Молодой князь Василько с приветливой улыбкой и с почтением к старшим князьям обошел всех. Князья сами шли ему навстречу и спрашивали:
– А что же не едут суздальцы? Ты им сосед, ты знаешь, почему их нет? Великий князь суздальский Юрий Всеволодович твой родной дядя, уговорил ли ты его?
– Все еще думает! А приедет ли – о том и ведуны не скажут…
На крыльцо княжьего дома вышли парами десять дружинников, все как на подбор, видные, в кольчугах и шлемах, с короткими копьями. Они спустились по ступенькам и остановились по обе стороны лестницы, ожидая князя Мстислава Романовича. Он вышел медленно, опираясь на посох с золоченым орлом. Строгие глаза с прямыми бровями глядели устало и нерадостно. Слегка раздвоенная борода с проседью, крест и золотая иконка на груди, парчовый кафтан, весь иконописный облик князя говорили больше о его церковных и ночных молитвах, чем о воинских заботах. Князь, слегка прихрамывая, спустился по лестнице и остановился на последней ступеньке.
– Просим милости, гости дорогие! – сказал он грустным, точно удрученным заботой голосом.
Все князья во дворе стали кричать разом, перебивая друг друга:
– Зачем нас вызвал? Спасать диких половцев? Удавил бы их кто-нибудь! Без них станет легче! Пускай сами себя спасают, а мы посмотрим!
Грузный хан Котян выделился из толпы и, переваливаясь на кривых ногах, поспешил к крыльцу. Коснулся рукой земли, тронул золотое одеяние княжеское и, захлебываясь, сказал:
– Княже пресветлый! Ты прежде был ласков ко мне, как и я к тебе! Будь нам вместо отца! Помоги прогнать злобный народ хана Чагониза! Как волки, рыщут по нашей земле эти злодеи, называемые татары. Всю нашу землю сегодня у нас отняли, а завтра придут к вам и вашу русскую землю возьмут. Обороните нас! Если не поможете нам, все мы ныне иссечены будем, а вы, русские, завтра будете иссечены! Надо нам всем соединиться и обороняться одной ратью.
– Не каркай! Чего наплел! – слышались недовольные голоса. – Тише, дайте говорить! Чего без пути лаять?
Другие возражали:
– Половцы – враги наши! Они сейчас в нашей земле без помощи и силы. Перебить всех и богатства их забрать!
Новые голоса, перебивая друг друга, смешались в дикий шум. Князь киевский беспомощно озирался, подымал руки. Крики усиливались.
Князь Мстислав Удатный, решительный и быстрый, взошел на ступеньки крыльца.
– Князья преславные, и воеводы честные, и все удальцы русские! – говорил Мстислав. – Не все ли мы сыны одной земли святорусской? Забудем старые споры, и распри, и войны с половцами! И мы их били, и они нас жгли и громили… Сейчас тяжелые дни пришли и для половцев и для нас. Когда наступает новый, неведомый враг, лучше дружба, чем война с половцами. Если мы сейчас им не поможем против безбожных татар Чагониза, то половцы могут им передаться, и силы вражьи станут еще больше.
– А что за люди татары? Может, вои простые, проще, чем половцы. Сколько их?

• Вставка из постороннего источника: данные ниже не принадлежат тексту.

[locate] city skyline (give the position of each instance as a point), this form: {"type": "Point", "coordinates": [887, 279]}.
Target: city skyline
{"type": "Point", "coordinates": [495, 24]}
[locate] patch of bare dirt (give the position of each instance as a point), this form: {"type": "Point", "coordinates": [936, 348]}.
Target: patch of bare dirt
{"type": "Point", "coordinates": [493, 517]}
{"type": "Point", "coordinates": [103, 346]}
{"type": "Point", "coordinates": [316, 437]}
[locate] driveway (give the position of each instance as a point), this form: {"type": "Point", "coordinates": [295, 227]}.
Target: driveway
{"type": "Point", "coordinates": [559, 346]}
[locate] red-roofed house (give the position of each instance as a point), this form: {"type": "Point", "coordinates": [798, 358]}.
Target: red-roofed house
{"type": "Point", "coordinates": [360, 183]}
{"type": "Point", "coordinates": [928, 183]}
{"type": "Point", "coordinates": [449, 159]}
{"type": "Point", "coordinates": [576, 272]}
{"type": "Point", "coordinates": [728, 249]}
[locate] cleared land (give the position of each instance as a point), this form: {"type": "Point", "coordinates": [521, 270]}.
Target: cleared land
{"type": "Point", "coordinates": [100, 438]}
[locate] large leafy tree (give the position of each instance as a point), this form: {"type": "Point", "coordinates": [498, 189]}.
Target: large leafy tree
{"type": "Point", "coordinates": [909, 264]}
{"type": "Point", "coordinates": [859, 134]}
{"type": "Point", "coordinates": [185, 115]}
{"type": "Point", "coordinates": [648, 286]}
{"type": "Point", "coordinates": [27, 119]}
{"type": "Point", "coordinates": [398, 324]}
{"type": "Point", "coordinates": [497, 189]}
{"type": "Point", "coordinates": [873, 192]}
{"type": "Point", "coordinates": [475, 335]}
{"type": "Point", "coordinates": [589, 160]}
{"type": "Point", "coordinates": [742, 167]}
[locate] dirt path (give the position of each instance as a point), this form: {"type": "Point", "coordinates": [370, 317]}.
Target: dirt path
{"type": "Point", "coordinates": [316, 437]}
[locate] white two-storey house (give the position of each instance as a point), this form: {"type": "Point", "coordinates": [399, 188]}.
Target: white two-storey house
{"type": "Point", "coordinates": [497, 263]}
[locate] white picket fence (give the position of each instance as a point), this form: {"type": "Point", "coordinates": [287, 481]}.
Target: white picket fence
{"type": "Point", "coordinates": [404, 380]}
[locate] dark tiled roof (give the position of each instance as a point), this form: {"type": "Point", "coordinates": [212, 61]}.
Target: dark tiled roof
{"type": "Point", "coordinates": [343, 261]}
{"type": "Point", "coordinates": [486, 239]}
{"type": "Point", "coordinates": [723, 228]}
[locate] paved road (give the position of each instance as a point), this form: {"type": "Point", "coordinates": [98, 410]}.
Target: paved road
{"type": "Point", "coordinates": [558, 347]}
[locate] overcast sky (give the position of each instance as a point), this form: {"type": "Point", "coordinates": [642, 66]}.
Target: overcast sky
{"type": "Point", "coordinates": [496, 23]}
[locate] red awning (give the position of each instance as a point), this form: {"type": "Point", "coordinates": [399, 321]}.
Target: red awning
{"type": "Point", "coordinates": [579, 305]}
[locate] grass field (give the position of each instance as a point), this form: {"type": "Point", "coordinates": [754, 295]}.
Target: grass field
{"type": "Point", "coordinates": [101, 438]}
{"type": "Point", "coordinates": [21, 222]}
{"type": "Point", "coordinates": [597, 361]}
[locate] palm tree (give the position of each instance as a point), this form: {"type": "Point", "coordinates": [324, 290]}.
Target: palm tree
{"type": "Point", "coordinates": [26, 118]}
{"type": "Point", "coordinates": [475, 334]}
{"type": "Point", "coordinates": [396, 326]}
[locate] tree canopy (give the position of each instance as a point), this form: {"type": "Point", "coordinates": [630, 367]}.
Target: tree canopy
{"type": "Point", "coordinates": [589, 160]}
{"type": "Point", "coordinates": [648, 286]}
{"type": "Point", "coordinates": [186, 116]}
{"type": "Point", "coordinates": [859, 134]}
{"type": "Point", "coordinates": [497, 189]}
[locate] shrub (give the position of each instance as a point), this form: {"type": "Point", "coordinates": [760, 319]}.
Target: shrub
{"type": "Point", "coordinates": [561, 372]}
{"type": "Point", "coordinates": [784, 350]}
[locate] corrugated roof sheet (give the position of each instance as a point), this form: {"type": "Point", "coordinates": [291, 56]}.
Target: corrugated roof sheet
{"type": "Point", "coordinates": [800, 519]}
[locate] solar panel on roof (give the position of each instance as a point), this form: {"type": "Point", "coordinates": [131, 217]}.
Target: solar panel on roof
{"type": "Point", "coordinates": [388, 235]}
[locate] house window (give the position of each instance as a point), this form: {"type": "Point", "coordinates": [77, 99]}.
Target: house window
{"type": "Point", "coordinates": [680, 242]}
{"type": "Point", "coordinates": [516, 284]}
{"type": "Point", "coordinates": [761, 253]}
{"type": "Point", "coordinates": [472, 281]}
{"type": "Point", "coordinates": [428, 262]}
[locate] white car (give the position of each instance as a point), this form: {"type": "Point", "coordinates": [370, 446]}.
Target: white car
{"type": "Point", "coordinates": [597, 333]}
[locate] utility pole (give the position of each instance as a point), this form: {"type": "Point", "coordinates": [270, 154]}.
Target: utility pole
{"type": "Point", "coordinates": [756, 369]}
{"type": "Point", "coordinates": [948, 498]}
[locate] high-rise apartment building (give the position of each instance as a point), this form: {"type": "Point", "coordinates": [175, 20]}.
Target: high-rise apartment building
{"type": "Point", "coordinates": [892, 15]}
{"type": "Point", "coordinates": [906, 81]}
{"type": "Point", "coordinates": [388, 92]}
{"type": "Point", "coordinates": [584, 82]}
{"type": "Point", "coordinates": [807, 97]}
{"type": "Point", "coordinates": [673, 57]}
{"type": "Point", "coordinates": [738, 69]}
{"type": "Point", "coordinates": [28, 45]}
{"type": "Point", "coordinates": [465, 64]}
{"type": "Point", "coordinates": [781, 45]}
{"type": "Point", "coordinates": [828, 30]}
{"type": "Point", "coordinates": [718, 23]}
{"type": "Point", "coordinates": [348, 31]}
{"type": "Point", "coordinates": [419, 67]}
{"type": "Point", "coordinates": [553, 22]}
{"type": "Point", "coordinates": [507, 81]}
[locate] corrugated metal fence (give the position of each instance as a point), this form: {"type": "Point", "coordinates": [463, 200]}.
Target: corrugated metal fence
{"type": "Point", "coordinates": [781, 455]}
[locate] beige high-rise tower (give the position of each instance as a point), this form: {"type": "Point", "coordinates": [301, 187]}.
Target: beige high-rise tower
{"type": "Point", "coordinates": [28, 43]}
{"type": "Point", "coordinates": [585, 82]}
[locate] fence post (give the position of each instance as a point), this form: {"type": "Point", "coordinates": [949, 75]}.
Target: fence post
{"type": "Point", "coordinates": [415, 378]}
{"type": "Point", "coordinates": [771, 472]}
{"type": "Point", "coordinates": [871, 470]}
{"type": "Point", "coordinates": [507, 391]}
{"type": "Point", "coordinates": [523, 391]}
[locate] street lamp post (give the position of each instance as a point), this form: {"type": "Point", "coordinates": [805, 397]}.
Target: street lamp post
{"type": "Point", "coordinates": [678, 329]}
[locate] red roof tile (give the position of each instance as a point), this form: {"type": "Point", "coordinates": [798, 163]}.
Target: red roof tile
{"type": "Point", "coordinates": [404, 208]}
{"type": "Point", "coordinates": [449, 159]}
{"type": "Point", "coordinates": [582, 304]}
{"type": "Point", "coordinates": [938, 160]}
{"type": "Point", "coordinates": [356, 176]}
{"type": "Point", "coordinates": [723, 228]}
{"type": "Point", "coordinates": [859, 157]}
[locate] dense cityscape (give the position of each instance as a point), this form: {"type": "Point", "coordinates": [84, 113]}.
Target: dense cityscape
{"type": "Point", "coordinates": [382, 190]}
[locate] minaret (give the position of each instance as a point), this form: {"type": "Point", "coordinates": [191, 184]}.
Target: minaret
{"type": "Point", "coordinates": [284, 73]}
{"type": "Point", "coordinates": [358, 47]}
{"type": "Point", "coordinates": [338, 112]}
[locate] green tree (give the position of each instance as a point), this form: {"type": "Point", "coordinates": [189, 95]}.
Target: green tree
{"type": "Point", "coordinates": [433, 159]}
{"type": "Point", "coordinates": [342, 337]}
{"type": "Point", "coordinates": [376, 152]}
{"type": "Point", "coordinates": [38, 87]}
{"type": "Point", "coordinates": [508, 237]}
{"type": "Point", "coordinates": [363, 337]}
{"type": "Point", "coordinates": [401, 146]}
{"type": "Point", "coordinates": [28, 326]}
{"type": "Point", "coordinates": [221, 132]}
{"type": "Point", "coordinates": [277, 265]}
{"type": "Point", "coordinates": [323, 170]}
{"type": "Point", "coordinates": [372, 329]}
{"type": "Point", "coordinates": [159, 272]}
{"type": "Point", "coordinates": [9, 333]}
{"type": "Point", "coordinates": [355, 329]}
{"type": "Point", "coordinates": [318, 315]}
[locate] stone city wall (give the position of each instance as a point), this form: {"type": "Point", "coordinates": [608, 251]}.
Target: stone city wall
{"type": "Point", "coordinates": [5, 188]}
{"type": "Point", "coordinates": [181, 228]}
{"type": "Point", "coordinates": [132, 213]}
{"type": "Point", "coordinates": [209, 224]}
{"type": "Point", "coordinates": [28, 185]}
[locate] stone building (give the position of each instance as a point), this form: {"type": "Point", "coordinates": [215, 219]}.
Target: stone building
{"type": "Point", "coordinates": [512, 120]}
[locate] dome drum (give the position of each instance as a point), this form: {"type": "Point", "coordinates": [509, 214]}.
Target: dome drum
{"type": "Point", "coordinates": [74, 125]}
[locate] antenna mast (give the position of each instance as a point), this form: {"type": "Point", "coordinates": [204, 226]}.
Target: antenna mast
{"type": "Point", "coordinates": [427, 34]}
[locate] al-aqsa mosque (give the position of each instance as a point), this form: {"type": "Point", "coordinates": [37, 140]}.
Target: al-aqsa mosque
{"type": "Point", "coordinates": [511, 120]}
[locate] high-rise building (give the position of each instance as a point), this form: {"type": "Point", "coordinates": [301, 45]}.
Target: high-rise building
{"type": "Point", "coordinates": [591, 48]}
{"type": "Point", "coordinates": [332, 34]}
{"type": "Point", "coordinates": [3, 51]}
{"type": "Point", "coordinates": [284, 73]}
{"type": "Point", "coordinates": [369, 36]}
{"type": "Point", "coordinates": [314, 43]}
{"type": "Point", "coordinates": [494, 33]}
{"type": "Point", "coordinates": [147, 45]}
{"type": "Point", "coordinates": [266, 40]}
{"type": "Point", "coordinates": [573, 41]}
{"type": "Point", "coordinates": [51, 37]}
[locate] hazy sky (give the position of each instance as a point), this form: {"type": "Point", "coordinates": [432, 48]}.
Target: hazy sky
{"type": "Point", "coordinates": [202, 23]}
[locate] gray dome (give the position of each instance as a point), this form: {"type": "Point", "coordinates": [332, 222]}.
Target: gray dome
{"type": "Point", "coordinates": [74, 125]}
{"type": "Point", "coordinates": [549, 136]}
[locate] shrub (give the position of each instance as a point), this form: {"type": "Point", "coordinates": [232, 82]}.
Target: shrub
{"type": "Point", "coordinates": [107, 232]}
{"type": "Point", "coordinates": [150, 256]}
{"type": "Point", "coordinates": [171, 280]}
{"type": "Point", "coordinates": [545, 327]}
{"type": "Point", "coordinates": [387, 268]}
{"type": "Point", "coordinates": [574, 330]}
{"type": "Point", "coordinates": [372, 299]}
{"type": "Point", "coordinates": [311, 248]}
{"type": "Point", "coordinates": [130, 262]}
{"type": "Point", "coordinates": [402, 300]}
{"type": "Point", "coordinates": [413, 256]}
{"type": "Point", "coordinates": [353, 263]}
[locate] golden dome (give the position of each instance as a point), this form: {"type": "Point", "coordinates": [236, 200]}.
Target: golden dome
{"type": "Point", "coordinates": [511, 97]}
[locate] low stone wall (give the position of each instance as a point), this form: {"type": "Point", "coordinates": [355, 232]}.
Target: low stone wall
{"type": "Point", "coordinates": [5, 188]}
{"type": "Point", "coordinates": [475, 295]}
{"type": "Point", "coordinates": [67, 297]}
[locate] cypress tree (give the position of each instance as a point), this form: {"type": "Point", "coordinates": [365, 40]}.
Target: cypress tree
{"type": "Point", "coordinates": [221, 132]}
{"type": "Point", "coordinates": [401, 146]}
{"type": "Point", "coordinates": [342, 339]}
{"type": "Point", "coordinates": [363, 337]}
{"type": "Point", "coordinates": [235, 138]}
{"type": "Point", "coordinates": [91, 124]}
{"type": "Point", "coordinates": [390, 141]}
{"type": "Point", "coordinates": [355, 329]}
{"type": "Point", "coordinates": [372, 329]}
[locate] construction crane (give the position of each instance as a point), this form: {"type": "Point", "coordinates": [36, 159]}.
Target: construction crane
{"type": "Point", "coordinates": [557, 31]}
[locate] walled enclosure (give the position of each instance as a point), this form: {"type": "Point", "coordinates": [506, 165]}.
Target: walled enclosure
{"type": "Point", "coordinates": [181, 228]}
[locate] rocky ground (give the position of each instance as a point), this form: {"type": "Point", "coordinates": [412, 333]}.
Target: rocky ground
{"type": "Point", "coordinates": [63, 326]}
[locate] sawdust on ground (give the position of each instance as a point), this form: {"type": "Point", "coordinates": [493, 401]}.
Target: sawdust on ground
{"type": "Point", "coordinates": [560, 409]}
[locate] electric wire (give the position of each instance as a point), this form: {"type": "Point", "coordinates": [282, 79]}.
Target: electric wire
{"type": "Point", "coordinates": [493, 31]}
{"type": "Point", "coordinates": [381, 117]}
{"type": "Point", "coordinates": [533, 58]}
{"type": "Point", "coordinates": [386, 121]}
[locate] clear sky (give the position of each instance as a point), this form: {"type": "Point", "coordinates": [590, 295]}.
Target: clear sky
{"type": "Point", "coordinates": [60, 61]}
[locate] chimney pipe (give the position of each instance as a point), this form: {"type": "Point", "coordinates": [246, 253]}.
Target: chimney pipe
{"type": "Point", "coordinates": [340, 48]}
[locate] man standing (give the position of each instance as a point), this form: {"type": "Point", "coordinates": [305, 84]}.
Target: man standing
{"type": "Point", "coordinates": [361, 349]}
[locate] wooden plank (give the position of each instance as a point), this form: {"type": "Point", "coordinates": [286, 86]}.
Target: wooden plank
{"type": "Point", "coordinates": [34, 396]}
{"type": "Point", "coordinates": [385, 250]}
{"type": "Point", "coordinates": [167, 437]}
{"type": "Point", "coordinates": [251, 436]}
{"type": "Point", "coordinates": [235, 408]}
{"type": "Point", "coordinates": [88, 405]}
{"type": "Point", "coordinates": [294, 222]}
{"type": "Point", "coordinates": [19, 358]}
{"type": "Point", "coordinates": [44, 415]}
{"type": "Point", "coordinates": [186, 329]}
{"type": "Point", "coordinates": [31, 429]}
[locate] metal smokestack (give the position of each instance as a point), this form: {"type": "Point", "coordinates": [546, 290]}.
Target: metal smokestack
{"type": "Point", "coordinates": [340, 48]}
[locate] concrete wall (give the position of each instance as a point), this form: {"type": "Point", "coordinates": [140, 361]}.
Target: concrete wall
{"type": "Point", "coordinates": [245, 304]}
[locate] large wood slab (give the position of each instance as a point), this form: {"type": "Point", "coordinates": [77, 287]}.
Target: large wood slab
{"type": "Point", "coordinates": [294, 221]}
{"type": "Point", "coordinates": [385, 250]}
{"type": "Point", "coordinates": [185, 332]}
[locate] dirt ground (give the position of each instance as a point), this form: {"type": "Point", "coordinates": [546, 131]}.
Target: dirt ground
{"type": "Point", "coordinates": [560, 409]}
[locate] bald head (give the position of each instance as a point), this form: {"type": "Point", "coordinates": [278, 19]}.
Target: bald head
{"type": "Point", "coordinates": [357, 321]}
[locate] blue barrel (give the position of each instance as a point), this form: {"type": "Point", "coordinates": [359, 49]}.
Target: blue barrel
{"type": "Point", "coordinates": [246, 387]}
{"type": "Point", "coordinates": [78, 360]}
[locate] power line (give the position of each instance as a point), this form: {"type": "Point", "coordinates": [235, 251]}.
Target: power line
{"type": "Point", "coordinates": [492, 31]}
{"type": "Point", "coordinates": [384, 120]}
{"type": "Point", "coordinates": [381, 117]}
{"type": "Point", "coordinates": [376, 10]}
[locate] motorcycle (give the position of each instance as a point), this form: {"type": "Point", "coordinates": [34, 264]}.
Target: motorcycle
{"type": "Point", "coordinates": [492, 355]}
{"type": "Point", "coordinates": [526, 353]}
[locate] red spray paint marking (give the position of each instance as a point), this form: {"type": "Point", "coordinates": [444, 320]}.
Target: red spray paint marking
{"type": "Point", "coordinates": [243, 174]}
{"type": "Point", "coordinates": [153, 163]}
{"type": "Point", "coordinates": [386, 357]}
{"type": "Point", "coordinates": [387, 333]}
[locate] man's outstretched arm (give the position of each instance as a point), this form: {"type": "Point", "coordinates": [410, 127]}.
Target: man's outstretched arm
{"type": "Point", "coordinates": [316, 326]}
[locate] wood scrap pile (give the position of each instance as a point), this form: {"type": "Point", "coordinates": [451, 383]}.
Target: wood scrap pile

– Хан Котян вместе с аланами дрался против татар Чагониза. Говорит, что нападают они дружно, рубятся лихо. Пришли они издалека, пройдя страну Обезов[155]и Железные ворота. Половцам одним было не под силу остановить татар. Разграбили татары вежи половецкие, заполонили и жен, и коней, и скот, и все богатство Котяна и других половецких воевод… Теперь татары так ополонились, что не знают, куда девать свой полон, обожрались, как пес на дохлятине, и поставили свои богатые товарища[156]у Лукоморья, на берегах Хазарского моря… А сами татары налегке, изъездом, без возов, двинулись на русскую землю. А если кто говорит, что я не для ради земли святорусской стараюсь, а для ради моего тестя, теперь нищего хана Котяна, то все это лжа!..
Толпа слушала прославленного князя Мстислава затаив дыханье. Раздались отдельные возгласы:
– До берега Хазарского моря далеко, дней двадцать ходу.
– Не впервой нам встречать незваных гостей! Князю киевскому придется встретить их, пусть он и печалится об этом!
Толпа гудела, знала она, что нет у князей одной братской любви, нет одной воли, и говорит в них давняя злоба, и жгут их старые счеты.
Послышалось пение. Церковная процессия в парчовых ризах явилась в нужное время. Чтобы утихомирить разгоревшиеся страсти и споры князей, четыре широкогрудых дьякона, размахивая кадилами, мальчики с зажженными толстыми, в руку, восковыми свечами, старые протопопы с металлическими крестами в руках, наконец, митрополит в большой золотой митре, смуглый чернобородый грек, поддерживаемый под руки двумя мальчиками, – все приблизились к крыльцу с протяжным пением и остановились, сразу внеся тишину.
Князь киевский подошел к митрополиту, склонился, сложив ладони, поцеловал благословлявшую старческую руку и тихо шепнул:
– Скажи поучение, святой отец! Уговори князей стоять дружно, любовно, забыв старые обиды!
Митрополит поднялся на крыльцо, благословляя всех на три стороны, и начал говорить заученную речь, плохо выговаривая русские слова:
– Братие и сыны мои любезные! Научитесь быть благочестивыми делателями по евангельскому слову! Понуждайтесь на добрые дела, Господа ради! Языку удержание, ему смирение, телу порабощение, гневу погубление!..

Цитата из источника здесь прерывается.